気候変動関連指標からセメント会社の収益を考察

 本レポートは、CDPが2016年6月に公表したセメント会社の評価ランキング(以下、リーグテーブル)を更新し、内容を拡充したものである。ここでは大手上場セメント会社13社を対象に、低炭素社会への移行に向けた取組み状況をランク付けする。これら13社を合わせたセメント生産量は世界全体の15%を占めるにとどまるが、インド、欧州、米国といった主要市場で大きなシェアを確保している。世界のセメント生産量の50%は中国が占めているが、中国企業の開示情報は限られているため分析対象には含まない。  

 また2016年のレポートと比較すると、アジアのセメント会社4社―インドのACC、アンブジャ・セメント(ともにスイスに本社をおくラファージュホルシムの上場子会社)およびダルミア・バラット(Dalmia Bharat)、台湾のアジア・セメント―が新たに調査対象に加わる一方、イタリアのイタルチェメンティはドイツのハイデルベルグセメントの傘下に入ったため調査対象から外れた。

 セメント業界のエネルギー消費量はセクター別で第3位であり、二酸化炭素排出量は鉄鋼産業に次ぐ第2位で世界全体の排出量の6%を占める(国際エネルギー機関による2017年の統計)。現状ではCOP21で採択されたパリ協定に準拠しておらず、産業革命前からの世界の平均気温上昇を2℃より十分低く保つという目標を達成するためには環境を大幅に変える必要がある。

 セメント業界が排出する二酸化炭素の大部分は生産過程で生じる。脱炭素化に向けた主な対策として、代替となる原材料および燃料の利用が考えられるが、その方策は限定的である。
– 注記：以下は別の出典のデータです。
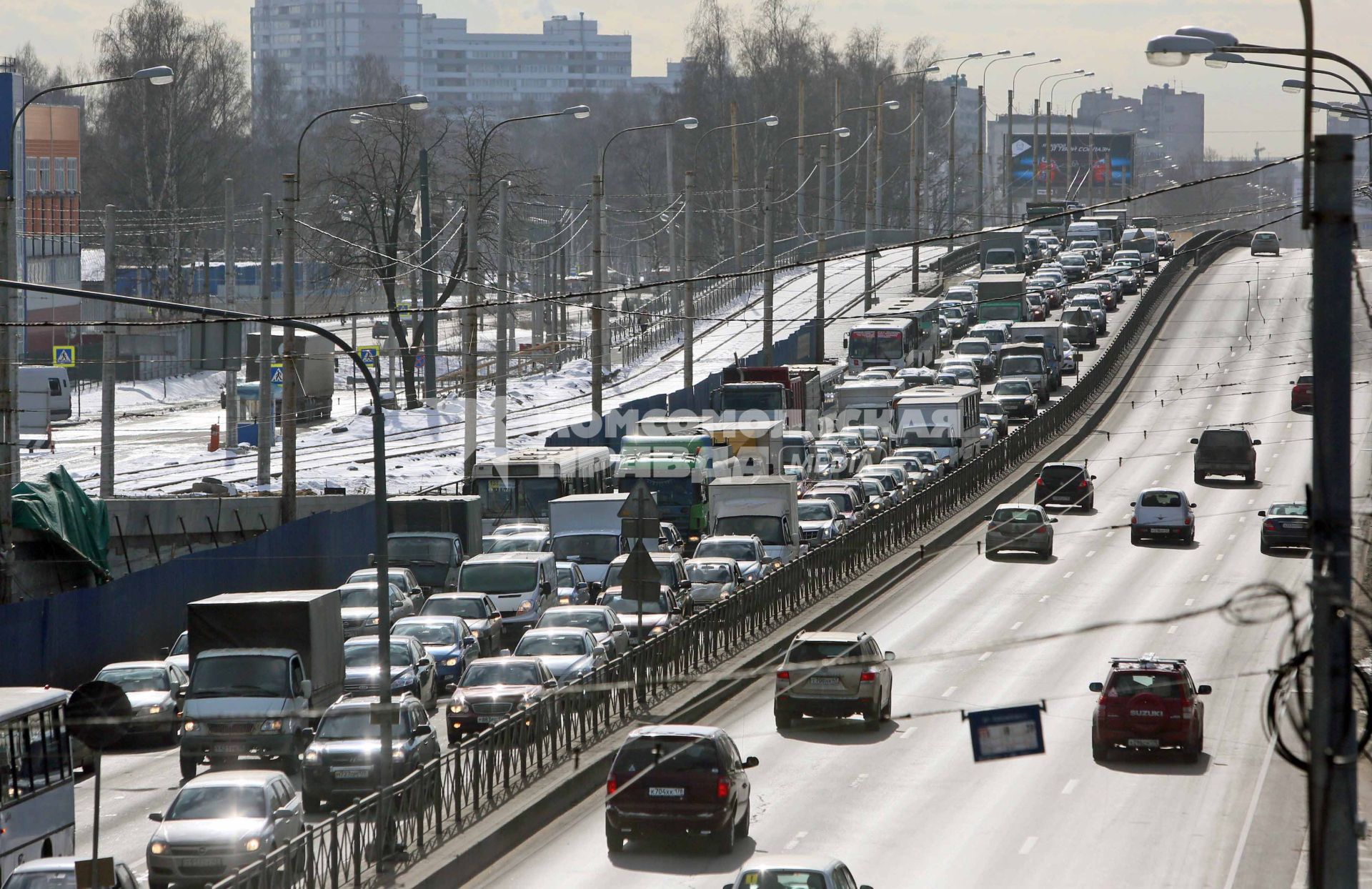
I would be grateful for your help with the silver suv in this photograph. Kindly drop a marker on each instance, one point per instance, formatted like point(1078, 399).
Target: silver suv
point(836, 675)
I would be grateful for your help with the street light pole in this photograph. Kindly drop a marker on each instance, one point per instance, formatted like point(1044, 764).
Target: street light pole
point(10, 357)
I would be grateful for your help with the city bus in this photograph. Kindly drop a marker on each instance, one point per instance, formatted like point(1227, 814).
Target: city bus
point(37, 788)
point(517, 486)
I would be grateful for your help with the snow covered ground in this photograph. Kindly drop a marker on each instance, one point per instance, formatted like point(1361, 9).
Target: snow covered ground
point(424, 446)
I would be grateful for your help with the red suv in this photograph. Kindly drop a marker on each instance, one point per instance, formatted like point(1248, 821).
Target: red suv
point(1303, 393)
point(1148, 704)
point(678, 780)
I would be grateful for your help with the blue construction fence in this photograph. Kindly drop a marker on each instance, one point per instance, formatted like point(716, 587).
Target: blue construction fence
point(66, 638)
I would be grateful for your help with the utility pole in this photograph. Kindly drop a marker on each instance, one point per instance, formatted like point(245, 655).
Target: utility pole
point(597, 302)
point(1334, 755)
point(231, 299)
point(267, 404)
point(507, 317)
point(738, 213)
point(289, 379)
point(109, 356)
point(689, 294)
point(429, 287)
point(820, 256)
point(474, 298)
point(769, 276)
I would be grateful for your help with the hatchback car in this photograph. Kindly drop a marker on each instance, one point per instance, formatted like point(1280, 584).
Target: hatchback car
point(1285, 525)
point(1266, 243)
point(238, 814)
point(1065, 485)
point(836, 675)
point(1163, 513)
point(678, 780)
point(1020, 527)
point(1148, 704)
point(346, 745)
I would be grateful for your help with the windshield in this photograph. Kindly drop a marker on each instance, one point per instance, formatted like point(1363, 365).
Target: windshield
point(622, 605)
point(420, 549)
point(219, 803)
point(766, 527)
point(593, 620)
point(243, 675)
point(884, 344)
point(427, 632)
point(486, 674)
point(137, 680)
point(587, 549)
point(371, 655)
point(497, 577)
point(560, 644)
point(454, 608)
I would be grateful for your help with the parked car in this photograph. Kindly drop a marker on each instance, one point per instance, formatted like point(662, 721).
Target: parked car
point(344, 748)
point(678, 780)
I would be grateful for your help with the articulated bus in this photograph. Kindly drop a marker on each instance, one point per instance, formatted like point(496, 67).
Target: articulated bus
point(517, 486)
point(37, 789)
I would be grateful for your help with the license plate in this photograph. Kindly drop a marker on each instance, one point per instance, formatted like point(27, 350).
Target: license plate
point(672, 793)
point(352, 774)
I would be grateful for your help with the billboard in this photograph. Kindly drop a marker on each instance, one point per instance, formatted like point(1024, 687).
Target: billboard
point(1106, 158)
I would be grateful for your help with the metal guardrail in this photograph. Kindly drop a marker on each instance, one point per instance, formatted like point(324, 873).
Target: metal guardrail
point(413, 817)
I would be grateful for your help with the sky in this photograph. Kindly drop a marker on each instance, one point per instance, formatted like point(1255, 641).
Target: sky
point(1245, 107)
また、二酸化炭素排出量の削減に有効な二酸化炭素蓄留(以下、CCS)技術の導入も進んでいないため、新製品開発の動きも活発ではない。 

 セメント会社のリーグテーブルは、2017年に公開された「気候関連財務情報開示タスクフォース(TCFD)」 の最終提言に則り、以下の評価項目の結果にもとづいている。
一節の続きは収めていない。